We turn our bodies, when they are in pain, over to a team of doctors, whose decisions may or may not be appropriate for our situation, without the benefit of legal representation in those discussions.
We turn our bodies over to the doctors and pharmacists, when we are experiencing pain, without the benefit of adequate clinical trials, or adequate prior research, on the potential side-effects of those drugs, on our bodies, trusting that the decisions of both doctors and pharmacists (both of which groups depend on the philanthropy of the drug companies) will make decisions appropriate for our situation and condition, once again, without the benefit of legal representation in those decision-making rooms.

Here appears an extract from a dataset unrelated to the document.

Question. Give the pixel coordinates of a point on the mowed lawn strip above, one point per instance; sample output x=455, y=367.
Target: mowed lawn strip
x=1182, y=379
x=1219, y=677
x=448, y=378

We listen, through reading to people like Tom Freedman who write eloquently about the impending disaster of climate change, without being able to know of the probability of  disaster, or its timing, because the experts differ, (although less and less, and fewer and fewer) on the actual outcomes.
We are adrift in both scholarly debates and trust or its lack, about many of the issues we all face.
We are not schooled in the processes needed to understand, and conduct our own research, into many of the world's most perplexing conundrums, and yet we have more information available, collected and stored more rapidly and efficiently than at any time in our past.
Yet, we are wandering in clouds of doubt, indecision, uncertainty and mis-representation, depending on the sources we access for our particular quest for information and best options.
Is it not possible that we have too much information, with too little capacity and process to make sense of that information, and access to too few guides to help us make sense of that information and its implications.
And we are turning both our ambivalence and our potential suffocation under the weight of information over to our children and our grandchildren, and unless we think seriously about what we are doing to deliver to them the needed questions and the necessary detachment in order to facilitate their effective discernment of the meaning of the tsunami of information we are collecting, some of it so invasive that their very privacy may be impeded, we could all fall victim to our own acquisitiveness of both data and technology to collect and store that data, without the necessary capacity and skill to decode and interpret that data.
Is that the job of those very grandchildren and their children?
Is this the place we have carved out for ourselves, between the enlightenment and the next discovery that helps make sense of this wave of both data and the increasing power over our lives we have handed off to others?